An underlying law is in play here: like attracts like. Too much disparity in sexual expression prevents or dissolves most relationships. A woman who is well connected to her own sexuality expects a satisfying performance from her partner. Heavy porn users, by contrast, are often under-skilled in the bedroom. They tend to be unconfident love-makers who often suffer from premature ejaculation or erectile dysfunction. That’s why they find it easier to look at images of women than deal with the shame of their inadequacies.

Sexuality is one of the fundamental similarities contributing to the forming of a couple; people in stable relationships tend to have similar views about sex; these may be similarly healthy—or similarly distorted. Men’s sexual distortions easily surface through porn. Women’s imbalances tend to be repressed, creating the false impression they don’t exist.

I want to state clearly here that I am not trying to shift the blame for male porn use onto women.

The man’s porn use quite likely predates his current relationship and often harks back to adolescence.
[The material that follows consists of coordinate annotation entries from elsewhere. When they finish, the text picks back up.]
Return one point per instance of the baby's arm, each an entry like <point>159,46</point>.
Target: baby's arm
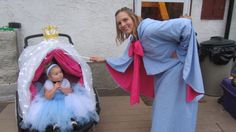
<point>50,93</point>
<point>65,88</point>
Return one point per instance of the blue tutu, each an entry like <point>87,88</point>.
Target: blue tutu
<point>61,109</point>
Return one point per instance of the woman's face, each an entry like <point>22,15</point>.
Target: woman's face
<point>56,74</point>
<point>124,22</point>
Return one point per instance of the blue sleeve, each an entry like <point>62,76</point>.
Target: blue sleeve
<point>120,63</point>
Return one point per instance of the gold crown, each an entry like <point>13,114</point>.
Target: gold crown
<point>50,32</point>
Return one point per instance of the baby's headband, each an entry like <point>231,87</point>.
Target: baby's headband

What I am suggesting is that significant male porn use tends not to happen in isolation. There may be parallel, unidentified issues with sexual shame on his partner’s side.

Victim state

The last thing a woman coming to terms with their partner’s porn habit wants to hear is a banging noise from their own sexual skeleton closet.

The last thing a woman coming to terms with their partner’s habit wants is to recognise the elephant in the room of porn. This, however, is a disempowering response. As long as she remains the ‘good’ woman, needing no change, she remains in a victim state. Her future is determined by the actions of another. Her partner may remain in denial over the effects of his porn use indefinitely.
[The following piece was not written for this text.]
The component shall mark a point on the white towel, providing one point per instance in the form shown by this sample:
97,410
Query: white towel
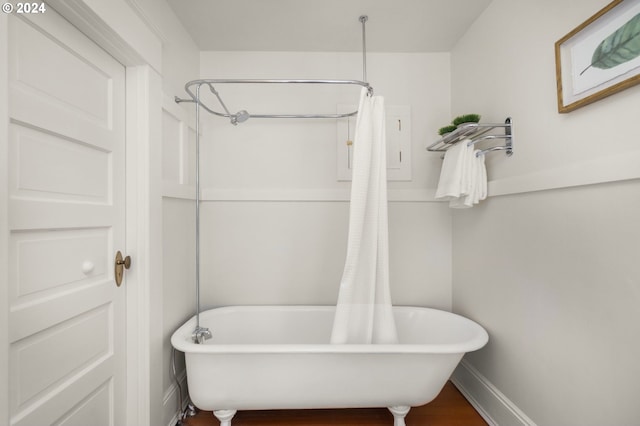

To break this deadlock the woman may choose to leave the relationship. Beware: this is merely treading water. If she has not addressed her own sexual issues, the same like-attracts-like process that originally drew her to a man with a penchant for porn will tend to lead her straight into the arms of another.
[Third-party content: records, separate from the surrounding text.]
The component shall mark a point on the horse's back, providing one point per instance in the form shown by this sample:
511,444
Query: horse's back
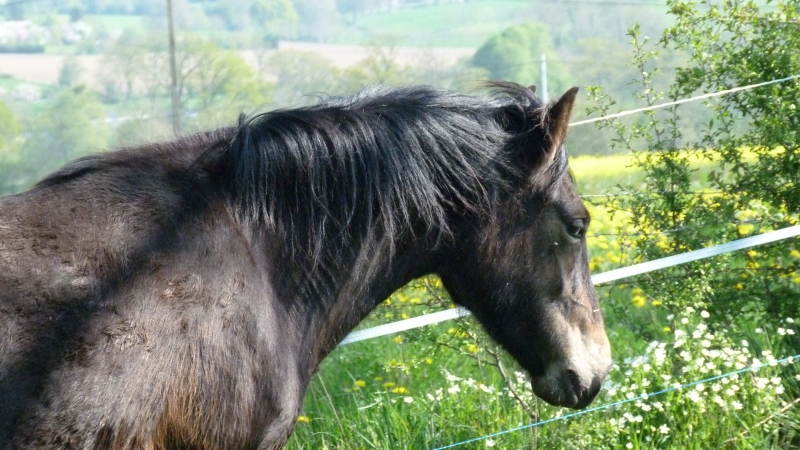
132,314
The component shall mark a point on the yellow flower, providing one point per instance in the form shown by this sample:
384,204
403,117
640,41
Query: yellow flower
745,228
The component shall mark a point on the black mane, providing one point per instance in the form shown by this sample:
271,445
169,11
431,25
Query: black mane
395,158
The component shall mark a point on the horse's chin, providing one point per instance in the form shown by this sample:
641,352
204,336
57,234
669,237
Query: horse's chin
567,390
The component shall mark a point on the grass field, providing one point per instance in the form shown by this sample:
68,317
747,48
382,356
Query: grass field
440,385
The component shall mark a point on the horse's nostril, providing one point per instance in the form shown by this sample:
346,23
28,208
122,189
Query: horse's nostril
575,382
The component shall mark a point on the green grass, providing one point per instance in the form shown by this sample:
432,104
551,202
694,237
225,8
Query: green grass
436,385
466,24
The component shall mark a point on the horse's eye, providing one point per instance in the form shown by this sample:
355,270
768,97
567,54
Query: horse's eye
576,228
The elephant in the room of porn reveals an opportunity for female empowerment that usually goes begging. For as soon as a woman in this situation accepts that she, too, would benefit from some internal work, a course of positive action appears.

By consciously and willingly opening a dialogue with her own sexual fears she allows them to rise to the surface where they can be addressed. Our society’s ingrained sexual negativity has bred generations of women afraid of being branded with what is perhaps our worst epithet: slut.

Acceptance

The accepting and releasing of sexual wounds slowly brings the woman into a new and healthier relationship with herself. This ultimately forces her partner into a choice: shape up or ship out. Again this happens through the agency of like-attracts-like. By shifting to a healthy connection with her own sexuality she alters her fundamental sexual resonance with her porn-using partner. To maintain the relationship he must realign with her through facing his own sexual issues.

Otherwise they will experience ‘falling out of love’, like a once well-tuned radio slowly drifting out of tune. Actively driving one’s relationship to a make-or-break situation may seem a high-risk strategy. It’s actually a win-win situation for the woman. She either forces her partner to address his porn use or makes space in her life for a new man with a healthier attitude to sex.

Stigma

The stigma and shame surrounding all sexual dysfunction, including porn use, make it easier for men to remain in denial about the negative impact of their habit rather than to undertake a healing journey. Women are usually much more adept than men at the kind of emotional rewiring necessary to shift from distortion and disconnection to engagement and empowerment, whether it’s regarding sexuality or any other aspect of the human psyche.

The wives and partners of porn users don’t have to be passive victims of porn. They can become a powerful agency in the war against it. They can actively create an environment where sexual dysfunction is openly acknowledged and addressed—and, in the process, shoo the elephant out of the room of porn.